緑がかった黄色の色調。桃やミントのアロマ。甘いドライフルーツの香りが僅かに感じられ,ハーブや苦味のあるオレンジピールの香り。フィニッシュは麦芽のノート。これは私がしばしば楽しむシュナン・ブランだが,2013年物は試飲した時点ではまだその魅力が隠れていた。

キュヴェ・ド・シレックス2008 90点(2010年5/6月号掲載)
緑のヒントと明るいゴールドの色合い。梨,ピーチ,花のような蜂蜜とミントの香りが感じられる。みずみずしく優しい甘い果物の種とメロンのフレーバーが,豊かなハーブとビターオレンジのエッセンスによって引き立っている。甘さとたくましさがうまく融合し,フィニッシュは素晴らしい透明感とともに,まとわりつくようなオレンジピールのノートが残る。私なら,魚やチキンを使った辛過ぎないタイ料理にこのワインを合わせたい。
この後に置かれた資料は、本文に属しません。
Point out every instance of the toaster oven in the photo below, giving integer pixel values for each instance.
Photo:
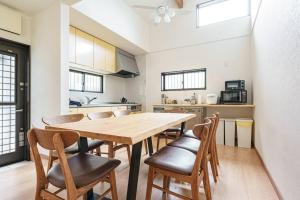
(234, 97)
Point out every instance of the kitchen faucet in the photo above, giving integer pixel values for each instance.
(89, 100)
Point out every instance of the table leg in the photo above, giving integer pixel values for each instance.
(182, 128)
(150, 146)
(83, 147)
(134, 171)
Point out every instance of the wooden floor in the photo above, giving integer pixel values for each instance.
(241, 177)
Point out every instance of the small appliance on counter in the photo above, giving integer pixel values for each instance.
(123, 100)
(211, 98)
(235, 85)
(234, 93)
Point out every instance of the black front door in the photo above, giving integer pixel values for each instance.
(14, 102)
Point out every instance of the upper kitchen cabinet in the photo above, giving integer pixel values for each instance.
(110, 59)
(72, 43)
(99, 54)
(84, 49)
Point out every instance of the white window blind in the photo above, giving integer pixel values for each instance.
(85, 82)
(184, 80)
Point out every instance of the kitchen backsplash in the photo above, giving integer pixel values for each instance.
(114, 90)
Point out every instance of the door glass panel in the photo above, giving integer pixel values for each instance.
(7, 129)
(7, 79)
(7, 104)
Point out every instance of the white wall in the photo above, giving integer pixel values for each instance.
(49, 79)
(114, 90)
(182, 31)
(25, 37)
(254, 4)
(275, 58)
(118, 17)
(224, 60)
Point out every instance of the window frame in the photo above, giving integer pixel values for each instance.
(212, 2)
(83, 81)
(163, 74)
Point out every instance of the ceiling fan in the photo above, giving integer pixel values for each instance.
(164, 12)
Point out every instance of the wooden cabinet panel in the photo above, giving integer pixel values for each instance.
(84, 48)
(100, 54)
(111, 59)
(72, 44)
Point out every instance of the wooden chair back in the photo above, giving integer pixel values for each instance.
(61, 119)
(203, 132)
(52, 140)
(215, 117)
(119, 113)
(100, 115)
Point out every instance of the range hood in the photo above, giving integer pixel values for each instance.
(125, 64)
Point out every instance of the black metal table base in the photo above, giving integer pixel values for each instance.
(134, 166)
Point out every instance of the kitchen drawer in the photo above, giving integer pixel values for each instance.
(119, 108)
(85, 111)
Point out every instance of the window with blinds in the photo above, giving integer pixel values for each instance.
(184, 80)
(85, 82)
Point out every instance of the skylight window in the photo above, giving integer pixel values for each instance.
(221, 10)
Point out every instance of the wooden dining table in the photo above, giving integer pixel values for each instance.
(131, 130)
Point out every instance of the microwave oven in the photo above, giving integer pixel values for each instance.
(234, 97)
(235, 85)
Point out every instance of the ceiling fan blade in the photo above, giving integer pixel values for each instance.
(179, 3)
(145, 7)
(182, 12)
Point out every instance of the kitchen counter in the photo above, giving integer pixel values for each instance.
(103, 105)
(207, 105)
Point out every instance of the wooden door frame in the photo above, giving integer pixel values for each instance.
(27, 100)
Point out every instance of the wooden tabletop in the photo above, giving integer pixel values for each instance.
(207, 105)
(128, 129)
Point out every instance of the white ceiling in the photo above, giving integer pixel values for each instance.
(146, 14)
(28, 7)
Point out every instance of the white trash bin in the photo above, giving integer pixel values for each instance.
(244, 132)
(230, 132)
(220, 132)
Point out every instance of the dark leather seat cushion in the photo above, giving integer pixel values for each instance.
(187, 143)
(92, 144)
(85, 169)
(177, 160)
(189, 133)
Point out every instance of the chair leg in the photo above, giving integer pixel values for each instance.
(195, 189)
(166, 184)
(157, 144)
(112, 180)
(216, 155)
(149, 183)
(213, 168)
(146, 146)
(128, 153)
(50, 160)
(111, 152)
(98, 151)
(206, 182)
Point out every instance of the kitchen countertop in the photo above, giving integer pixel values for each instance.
(207, 105)
(103, 105)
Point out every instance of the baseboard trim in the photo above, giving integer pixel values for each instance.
(270, 177)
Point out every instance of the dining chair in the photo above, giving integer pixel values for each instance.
(181, 164)
(192, 144)
(76, 174)
(171, 133)
(61, 119)
(213, 152)
(113, 147)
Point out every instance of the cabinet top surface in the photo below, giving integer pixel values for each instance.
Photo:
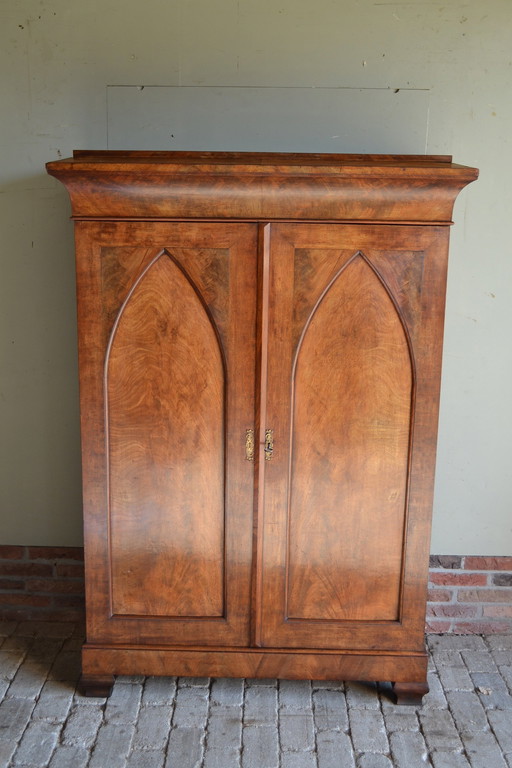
(261, 185)
(257, 163)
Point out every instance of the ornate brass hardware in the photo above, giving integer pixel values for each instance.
(249, 444)
(269, 444)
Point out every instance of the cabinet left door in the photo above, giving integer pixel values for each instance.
(167, 315)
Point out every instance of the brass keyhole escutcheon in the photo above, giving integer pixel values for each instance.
(269, 444)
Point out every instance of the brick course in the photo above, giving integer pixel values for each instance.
(470, 595)
(467, 594)
(41, 583)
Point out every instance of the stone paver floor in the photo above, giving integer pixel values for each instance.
(465, 721)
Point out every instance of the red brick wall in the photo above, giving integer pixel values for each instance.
(44, 583)
(467, 594)
(470, 594)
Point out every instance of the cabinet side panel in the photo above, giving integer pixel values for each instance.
(165, 423)
(351, 413)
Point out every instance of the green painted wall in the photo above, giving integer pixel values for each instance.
(56, 61)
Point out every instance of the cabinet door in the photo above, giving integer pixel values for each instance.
(354, 343)
(167, 357)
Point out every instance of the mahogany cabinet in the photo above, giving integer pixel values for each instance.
(260, 347)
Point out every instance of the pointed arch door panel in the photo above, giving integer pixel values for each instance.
(345, 369)
(173, 513)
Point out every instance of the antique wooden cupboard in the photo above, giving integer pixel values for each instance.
(260, 347)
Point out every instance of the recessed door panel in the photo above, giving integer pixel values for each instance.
(349, 360)
(165, 382)
(351, 404)
(167, 397)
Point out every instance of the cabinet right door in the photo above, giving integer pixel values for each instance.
(355, 315)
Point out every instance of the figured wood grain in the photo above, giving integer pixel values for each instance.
(256, 663)
(165, 384)
(220, 263)
(262, 186)
(327, 330)
(307, 603)
(351, 401)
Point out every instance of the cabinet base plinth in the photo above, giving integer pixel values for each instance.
(409, 693)
(100, 662)
(97, 685)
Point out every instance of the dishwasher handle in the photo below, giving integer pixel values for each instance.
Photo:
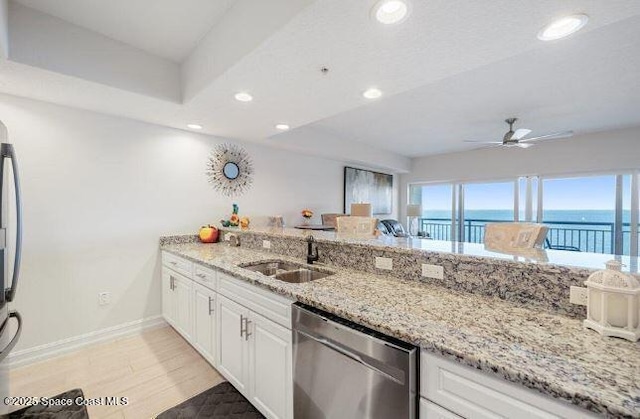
(351, 355)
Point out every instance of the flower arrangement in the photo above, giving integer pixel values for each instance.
(234, 220)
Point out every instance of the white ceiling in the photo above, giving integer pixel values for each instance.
(454, 70)
(167, 28)
(586, 84)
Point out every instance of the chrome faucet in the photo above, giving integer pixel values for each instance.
(311, 256)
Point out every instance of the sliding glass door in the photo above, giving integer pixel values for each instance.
(588, 213)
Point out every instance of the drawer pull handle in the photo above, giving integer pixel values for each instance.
(246, 328)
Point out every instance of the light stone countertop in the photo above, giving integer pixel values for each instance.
(547, 352)
(549, 257)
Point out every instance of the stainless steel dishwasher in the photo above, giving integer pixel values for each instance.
(346, 371)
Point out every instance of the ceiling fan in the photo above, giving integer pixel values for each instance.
(517, 138)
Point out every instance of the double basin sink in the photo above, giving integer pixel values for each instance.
(287, 271)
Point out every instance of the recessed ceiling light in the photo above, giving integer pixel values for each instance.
(563, 27)
(372, 93)
(243, 97)
(390, 11)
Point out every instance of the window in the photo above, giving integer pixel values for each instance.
(587, 214)
(485, 203)
(436, 201)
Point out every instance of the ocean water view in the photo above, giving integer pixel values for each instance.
(576, 230)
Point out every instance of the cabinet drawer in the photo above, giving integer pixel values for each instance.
(205, 276)
(473, 394)
(177, 264)
(430, 410)
(272, 306)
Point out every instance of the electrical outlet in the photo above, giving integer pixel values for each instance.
(104, 298)
(384, 263)
(432, 271)
(578, 295)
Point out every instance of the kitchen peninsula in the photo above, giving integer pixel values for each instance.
(484, 314)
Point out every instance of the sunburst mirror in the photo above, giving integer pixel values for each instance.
(230, 169)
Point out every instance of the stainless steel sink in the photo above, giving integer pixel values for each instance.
(301, 275)
(287, 271)
(271, 268)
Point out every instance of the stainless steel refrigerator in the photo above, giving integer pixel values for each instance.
(10, 253)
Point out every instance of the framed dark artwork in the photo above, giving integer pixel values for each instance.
(366, 186)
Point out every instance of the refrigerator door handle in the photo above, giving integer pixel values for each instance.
(9, 152)
(5, 351)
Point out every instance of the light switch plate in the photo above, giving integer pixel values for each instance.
(104, 298)
(578, 295)
(384, 263)
(432, 271)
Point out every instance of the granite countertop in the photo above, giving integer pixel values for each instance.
(547, 352)
(540, 256)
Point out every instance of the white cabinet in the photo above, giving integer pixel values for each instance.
(204, 322)
(241, 329)
(270, 367)
(182, 299)
(233, 352)
(473, 394)
(168, 296)
(430, 410)
(255, 355)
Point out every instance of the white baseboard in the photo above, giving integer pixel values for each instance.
(49, 350)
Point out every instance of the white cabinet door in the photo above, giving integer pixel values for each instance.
(270, 368)
(182, 288)
(204, 322)
(232, 348)
(168, 296)
(430, 410)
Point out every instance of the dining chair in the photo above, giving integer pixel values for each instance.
(357, 226)
(329, 219)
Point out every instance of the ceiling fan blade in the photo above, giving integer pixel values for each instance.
(483, 142)
(520, 132)
(553, 136)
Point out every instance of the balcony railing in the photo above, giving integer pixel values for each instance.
(595, 237)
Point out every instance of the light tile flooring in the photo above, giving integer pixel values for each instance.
(155, 370)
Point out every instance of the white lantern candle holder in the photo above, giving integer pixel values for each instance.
(613, 303)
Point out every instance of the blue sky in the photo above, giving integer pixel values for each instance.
(586, 193)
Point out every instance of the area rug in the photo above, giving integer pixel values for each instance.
(50, 411)
(220, 402)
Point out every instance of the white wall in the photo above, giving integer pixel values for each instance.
(100, 190)
(589, 153)
(69, 49)
(4, 29)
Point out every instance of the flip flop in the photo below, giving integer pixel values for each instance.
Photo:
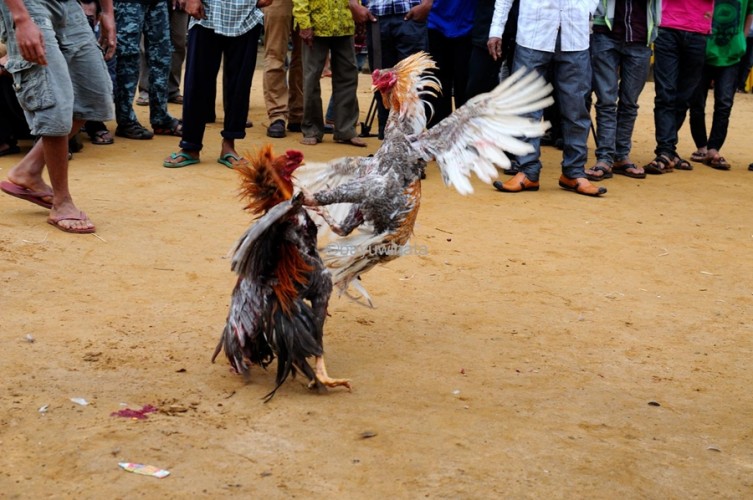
(228, 159)
(10, 150)
(188, 160)
(717, 162)
(55, 221)
(623, 170)
(26, 194)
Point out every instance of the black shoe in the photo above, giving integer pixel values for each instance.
(276, 129)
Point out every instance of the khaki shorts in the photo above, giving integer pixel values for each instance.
(74, 84)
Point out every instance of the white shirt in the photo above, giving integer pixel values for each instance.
(540, 21)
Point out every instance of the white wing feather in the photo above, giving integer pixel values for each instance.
(475, 137)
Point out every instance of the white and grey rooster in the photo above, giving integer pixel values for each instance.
(380, 195)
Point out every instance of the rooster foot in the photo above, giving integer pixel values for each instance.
(323, 378)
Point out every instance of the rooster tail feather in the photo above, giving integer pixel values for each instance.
(294, 340)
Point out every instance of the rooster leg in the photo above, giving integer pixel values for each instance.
(321, 376)
(324, 214)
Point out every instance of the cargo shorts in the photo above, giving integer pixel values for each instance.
(74, 84)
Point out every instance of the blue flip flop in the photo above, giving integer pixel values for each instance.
(227, 159)
(188, 160)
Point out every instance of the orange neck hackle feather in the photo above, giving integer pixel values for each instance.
(266, 181)
(402, 85)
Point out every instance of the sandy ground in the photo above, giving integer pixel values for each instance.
(548, 345)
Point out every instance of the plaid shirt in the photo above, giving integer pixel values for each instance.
(389, 7)
(230, 17)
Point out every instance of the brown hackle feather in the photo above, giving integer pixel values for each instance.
(262, 186)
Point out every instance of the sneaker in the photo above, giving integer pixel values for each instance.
(276, 129)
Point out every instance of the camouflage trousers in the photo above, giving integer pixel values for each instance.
(152, 21)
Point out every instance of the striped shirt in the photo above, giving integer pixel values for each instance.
(230, 17)
(389, 7)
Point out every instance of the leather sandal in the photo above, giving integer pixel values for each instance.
(519, 182)
(581, 185)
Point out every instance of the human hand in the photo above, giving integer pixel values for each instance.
(30, 41)
(420, 12)
(307, 36)
(360, 13)
(195, 9)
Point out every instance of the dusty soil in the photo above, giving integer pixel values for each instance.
(547, 345)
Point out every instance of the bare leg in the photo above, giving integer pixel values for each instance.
(56, 157)
(28, 172)
(52, 151)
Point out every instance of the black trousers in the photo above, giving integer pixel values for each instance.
(206, 50)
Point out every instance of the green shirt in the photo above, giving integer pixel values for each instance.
(725, 45)
(326, 17)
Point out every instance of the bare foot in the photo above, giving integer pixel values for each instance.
(70, 219)
(33, 183)
(310, 141)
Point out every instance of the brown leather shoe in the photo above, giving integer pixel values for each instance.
(519, 182)
(581, 185)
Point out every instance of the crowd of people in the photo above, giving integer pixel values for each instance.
(600, 51)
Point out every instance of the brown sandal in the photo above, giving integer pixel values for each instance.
(659, 165)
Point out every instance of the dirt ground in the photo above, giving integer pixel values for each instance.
(547, 345)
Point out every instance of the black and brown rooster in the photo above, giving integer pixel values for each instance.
(279, 302)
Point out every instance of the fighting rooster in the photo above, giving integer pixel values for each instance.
(279, 302)
(381, 195)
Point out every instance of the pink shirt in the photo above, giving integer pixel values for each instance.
(687, 15)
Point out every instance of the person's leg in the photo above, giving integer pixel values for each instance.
(572, 72)
(605, 59)
(461, 54)
(440, 49)
(344, 89)
(725, 85)
(129, 18)
(667, 48)
(178, 38)
(143, 77)
(539, 61)
(634, 65)
(158, 53)
(295, 83)
(314, 59)
(237, 76)
(483, 72)
(697, 108)
(692, 56)
(277, 28)
(203, 59)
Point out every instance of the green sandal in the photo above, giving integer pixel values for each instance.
(187, 160)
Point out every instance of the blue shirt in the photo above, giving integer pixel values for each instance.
(389, 7)
(452, 18)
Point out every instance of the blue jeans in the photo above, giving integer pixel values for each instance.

キュヴェ・ド・シレックス1997 92点(1998年11/12月号掲載)
純朴で,春の花やスイカズラ,ミント,タラゴン,カンゾウの香りに満ちている。美しく,微かに甘い花や洋ナシのようなフレーヴァーは,純粋で,明瞭で凝縮感があり,調和の取れた酸に支えられている。とても柔らかく,丸みのあるヴーヴレで,このヴィンテージの果実の熟れや味の深みを捉えている。フィニッシュはとてもドライで,鋭く,かなり長い。92点。

【ワイン・スペクテーター掲載のコメント】

キュヴェ・ド・シレックス2011 88点(2012年12月号)

フレッシュなメロンやジンジャー,グリーンアーモンドのノートで,フィニッシュはフローラルさを伴う酸味がある。かわいらしいワイン。今から2013年が飲み頃。

キュヴェ・ド・シレックス2010 88点(2011年10月号)
純粋で飾りがなく,青りんごや梨,カットしたライムのジューシーでフレッシュな香り。心地よいフィニッシュ。飲み頃のワイン。

キュヴェ・ド・シレックス2008 89点(2009年12月号)
フレッシュで飾りのないワイン。ホワイトピーチ,オレンジブロッサム,グリーンアーモンドのノートで心地よいミネラルに縁取られる。今から2010年までが飲み頃。